Conservative : Citizens should respect states’ right to define marriage

Marriage should be defined by the states. The Constitution demands it, and as a benefit intended by our nation’s framers, the power is left with the people.
President Barack Obama agrees. In a recent interview, he announced his support for same-sex marriage. However, he also said it would be a ‘mistake to try to make what has traditionally been a state issue into a national issue.’ The members of the 9th Circuit Appeals Court have other ideas.
In February, the 9th Circuit ruled against California’s Proposition 8, a statewide referendum in California to eliminate its state government’s recognition of gay marriage. The referendum succeeded in November 2008, and same-sex marriage ceased to be recognized in California in accordance with the will of the people. Despite the popular vote, the 9th Circuit overturned this democratic decision in a 2-1 ruling.

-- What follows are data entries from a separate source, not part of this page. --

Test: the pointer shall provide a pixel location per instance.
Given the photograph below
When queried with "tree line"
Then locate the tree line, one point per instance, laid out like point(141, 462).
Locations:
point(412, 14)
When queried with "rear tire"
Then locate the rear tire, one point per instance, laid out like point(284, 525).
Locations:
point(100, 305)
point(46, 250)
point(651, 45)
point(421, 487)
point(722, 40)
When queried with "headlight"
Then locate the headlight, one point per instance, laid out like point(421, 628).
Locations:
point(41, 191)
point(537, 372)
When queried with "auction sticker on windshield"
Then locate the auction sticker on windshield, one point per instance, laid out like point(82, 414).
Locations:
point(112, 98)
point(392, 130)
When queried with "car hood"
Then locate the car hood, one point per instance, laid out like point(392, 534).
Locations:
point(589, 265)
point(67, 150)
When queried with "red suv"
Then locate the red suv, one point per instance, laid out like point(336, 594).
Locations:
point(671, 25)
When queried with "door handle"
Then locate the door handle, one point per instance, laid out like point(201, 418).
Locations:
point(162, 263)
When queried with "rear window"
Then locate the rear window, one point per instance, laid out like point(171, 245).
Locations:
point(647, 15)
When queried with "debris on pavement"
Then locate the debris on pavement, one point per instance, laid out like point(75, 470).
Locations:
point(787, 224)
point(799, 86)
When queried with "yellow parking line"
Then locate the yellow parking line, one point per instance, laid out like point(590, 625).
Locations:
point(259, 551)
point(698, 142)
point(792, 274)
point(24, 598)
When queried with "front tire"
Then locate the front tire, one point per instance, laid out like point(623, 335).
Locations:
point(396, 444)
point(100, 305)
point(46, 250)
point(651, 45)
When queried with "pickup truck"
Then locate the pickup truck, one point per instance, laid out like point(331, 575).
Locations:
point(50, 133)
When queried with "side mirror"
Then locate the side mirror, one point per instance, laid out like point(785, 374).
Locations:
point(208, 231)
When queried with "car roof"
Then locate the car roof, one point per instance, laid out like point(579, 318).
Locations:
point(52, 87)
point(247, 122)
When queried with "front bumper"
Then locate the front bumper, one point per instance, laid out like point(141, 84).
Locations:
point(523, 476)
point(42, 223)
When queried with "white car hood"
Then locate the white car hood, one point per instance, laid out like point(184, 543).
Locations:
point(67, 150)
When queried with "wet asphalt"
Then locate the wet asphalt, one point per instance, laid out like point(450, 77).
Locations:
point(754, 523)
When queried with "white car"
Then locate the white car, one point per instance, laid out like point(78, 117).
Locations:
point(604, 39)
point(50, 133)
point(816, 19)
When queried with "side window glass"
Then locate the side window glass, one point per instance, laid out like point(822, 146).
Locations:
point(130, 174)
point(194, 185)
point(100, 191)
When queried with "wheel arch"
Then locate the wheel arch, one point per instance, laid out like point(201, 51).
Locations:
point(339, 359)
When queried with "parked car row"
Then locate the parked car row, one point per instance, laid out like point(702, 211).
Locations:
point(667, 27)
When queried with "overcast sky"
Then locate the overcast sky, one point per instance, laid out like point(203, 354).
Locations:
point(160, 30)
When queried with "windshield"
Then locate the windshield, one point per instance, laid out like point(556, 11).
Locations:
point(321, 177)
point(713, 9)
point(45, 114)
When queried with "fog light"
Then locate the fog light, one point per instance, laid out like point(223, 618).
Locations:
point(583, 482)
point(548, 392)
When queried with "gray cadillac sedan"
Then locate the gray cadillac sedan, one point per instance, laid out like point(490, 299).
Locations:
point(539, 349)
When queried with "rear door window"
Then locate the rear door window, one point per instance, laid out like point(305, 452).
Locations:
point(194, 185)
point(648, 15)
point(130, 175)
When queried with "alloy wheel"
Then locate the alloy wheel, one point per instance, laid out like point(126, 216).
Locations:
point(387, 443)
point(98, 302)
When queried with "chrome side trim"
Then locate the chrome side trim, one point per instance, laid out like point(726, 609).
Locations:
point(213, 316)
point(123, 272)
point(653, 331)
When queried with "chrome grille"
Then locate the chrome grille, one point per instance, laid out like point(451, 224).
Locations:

This month, North Carolina held a referendum to define marriage as between one man and one woman and to ban same-sex civil unions in the state. Although the North Carolina vote followed on the heels of Vice President Joe Biden’s surprise endorsement of gay marriage, the referendum succeeded, meaning North Carolina will recognize neither same-sex marriages nor civil unions.
Perhaps the constitutionality of North Carolina’s decision will be called into question, as in the case of California, and the courts will again overturn the will of the people. It seems conceivable that ultimately, the Supreme Court will decide the extent of state governments’ power to define marriage. We can only hope the Supreme Court justices avoid judicial activism.
Although the 9th Circuit Court declared that California cannot constitutionally ban same-sex marriage, notwithstanding the possibly valid reasons in its state constitution, the court’s justifications for the ruling stemming from the U.S. Constitution are questionable. Specifically, the court opined that a state’s banning of same-sex marriage would violate the 14th Amendment’s due process and equal protection clauses, but this is not the case.
The due process clause says no state shall ‘deprive any person of life, liberty or property without due process of law.’ Referencing this constitutional guarantee, the 9th Circuit Court’s opinion regarding Proposition 8 states ‘no compelling state interest justifies denying same-sex couples the fundamental right to marry.’ In other words, for the due process clause to apply, marriage must be a fundamental right. It must be specifically enumerated in the Constitution or recognized as a fundamental right by judicial precedent.
The equal protection clause forbids states from making laws denying ‘any person within its jurisdiction the equal protection of the laws.’ So, no state can make laws that use race as a determining factor for participation in a government service, meaning no state can make laws segregating marriage.
Similarly, because of equal protection, no state can make laws that bar people from something due to sexual orientation or gender. Because the ‘one man and one woman’ definition does not take sexual orientation into account, the law does not discriminate based on sexual preference. Traditional marriage laws apply to heterosexuals and homosexuals equally.
For example, in a state that only allows traditional marriage, a man, gay or straight, can only marry a woman. Furthermore, because that state does not bar either gender from participation, there is no gender discrimination.
Because the right to a government-recognized marriage is not enumerated in the original Constitution, Bill of Rights or the rest of the amendments, those claiming that marriage is a fundamental right, including the 9th Circuit, are not doing so on a constitutional basis. Because marriage is not a right specifically listed in the Constitution, the power to define marriage is reserved for the states.This power is derived from the 10th Amendment, which says: ‘The powers not delegated to the United States by the Constitution, nor prohibited by it to the States, are reserved to the States respectively, or to the people.’
Currently, the decision to recognize same-sex marriage rests at the state level. Because of this and because we are a union of many states that vary culturally in terms of faith and sensibilities, one state’s decision to block gay marriage should garner the same respect as another state’s decision to allow it.